La plateforme recense en effet quasiment toute l’offre de formation post-bac en apprentissage pourvu que la formation conduise à un diplôme national de l’enseignement supérieur ou un titre ou diplôme de l’enseignement supérieur mentionné au I de l’article L. 6113-5 du code du travail (inscrit au RNCP). Le BTS, qui représente 82 % des formations, est essentiellement proposé par des structures privées (48 % privé hors contrat, 24 % privé sous contrat) non sans abus. L’habilitation à former étant le seul moyen de s’assurer de la capacité d’un CFA à accompagner ses apprentis vers la réussite, « l’absence d’obligation spécifique pour ce diplôme national conduit à des dysfonctionnements et des fraudes que le Comité a déjà signalées, comme le non-respect du référentiel de formation par exemple » stigmatise le rapport.

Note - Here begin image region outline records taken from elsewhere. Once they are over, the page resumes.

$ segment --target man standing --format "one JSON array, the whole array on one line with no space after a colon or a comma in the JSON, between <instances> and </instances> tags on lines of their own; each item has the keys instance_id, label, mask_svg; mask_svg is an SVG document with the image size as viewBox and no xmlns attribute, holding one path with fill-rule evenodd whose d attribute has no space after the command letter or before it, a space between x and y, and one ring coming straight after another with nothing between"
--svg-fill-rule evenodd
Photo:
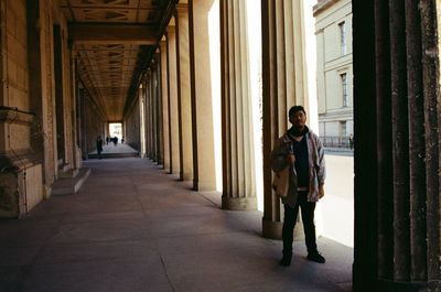
<instances>
[{"instance_id":1,"label":"man standing","mask_svg":"<svg viewBox=\"0 0 441 292\"><path fill-rule=\"evenodd\" d=\"M290 167L288 196L282 197L284 220L282 227L283 258L280 264L290 266L292 258L293 229L299 207L302 209L308 259L324 263L315 242L315 203L324 196L324 149L319 137L305 125L306 112L302 106L289 110L292 127L279 138L271 152L271 167L280 172Z\"/></svg>"}]
</instances>

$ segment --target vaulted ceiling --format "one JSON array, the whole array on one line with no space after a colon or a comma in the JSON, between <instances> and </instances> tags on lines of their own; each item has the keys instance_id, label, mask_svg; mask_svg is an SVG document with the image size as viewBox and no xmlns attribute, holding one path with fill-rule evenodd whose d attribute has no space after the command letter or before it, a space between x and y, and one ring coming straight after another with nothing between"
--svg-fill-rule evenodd
<instances>
[{"instance_id":1,"label":"vaulted ceiling","mask_svg":"<svg viewBox=\"0 0 441 292\"><path fill-rule=\"evenodd\" d=\"M78 77L104 119L122 120L178 1L60 1Z\"/></svg>"}]
</instances>

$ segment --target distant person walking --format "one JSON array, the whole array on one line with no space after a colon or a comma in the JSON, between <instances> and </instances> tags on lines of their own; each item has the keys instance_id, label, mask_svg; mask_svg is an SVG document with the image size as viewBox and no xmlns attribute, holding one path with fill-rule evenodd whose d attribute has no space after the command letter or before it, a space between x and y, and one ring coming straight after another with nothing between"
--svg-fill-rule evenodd
<instances>
[{"instance_id":1,"label":"distant person walking","mask_svg":"<svg viewBox=\"0 0 441 292\"><path fill-rule=\"evenodd\" d=\"M97 138L97 153L98 158L101 159L101 152L103 152L103 139L100 136Z\"/></svg>"}]
</instances>

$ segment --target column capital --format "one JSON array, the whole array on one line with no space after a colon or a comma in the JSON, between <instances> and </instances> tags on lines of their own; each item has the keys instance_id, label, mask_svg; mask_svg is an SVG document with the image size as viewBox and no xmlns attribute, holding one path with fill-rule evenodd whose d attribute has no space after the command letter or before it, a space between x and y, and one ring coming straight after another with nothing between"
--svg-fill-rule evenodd
<instances>
[{"instance_id":1,"label":"column capital","mask_svg":"<svg viewBox=\"0 0 441 292\"><path fill-rule=\"evenodd\" d=\"M189 12L189 4L187 3L178 3L176 11L178 11L178 13Z\"/></svg>"}]
</instances>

Par ailleurs la spécificité du calendrier de l’apprentissage peut être mise à profit par des CFA pour capter des candidats ou recruter de manière plus rapide que les formations hors apprentissage, ce qui est « jugé par certains comme de la concurrence déloyale ». La réglementation a toutefois évolué : à partir de la campagne 2025, les coordonnées des candidats ne sont communiquées aux CFA que lorsque leur vœu est confirmé, soit un mois et demi plus tard que les années précédentes. Cela permet d’éviter les comportements « prédateurs » de CFA qui démarchaient les futurs candidats dès le mois de février. Toutefois, dans la mesure où beaucoup de CFA disposent de leur propre parcours de recrutement en parallèle à celui de Parcoursup, rien ne les empêche de « jouer sur les deux tableaux ». Un arrêté du 19 février 2025 devrait permettre de lutter plus efficacement contre les dérives en matière de circuits parallèles de recrutement. Il stipule que : « Jusqu’au terme de la procédure nationale de préinscription, les places proposées dans une formation par l’intermédiaire de la plateforme Parcoursup ne peuvent être pourvues en dehors de cette plateforme ».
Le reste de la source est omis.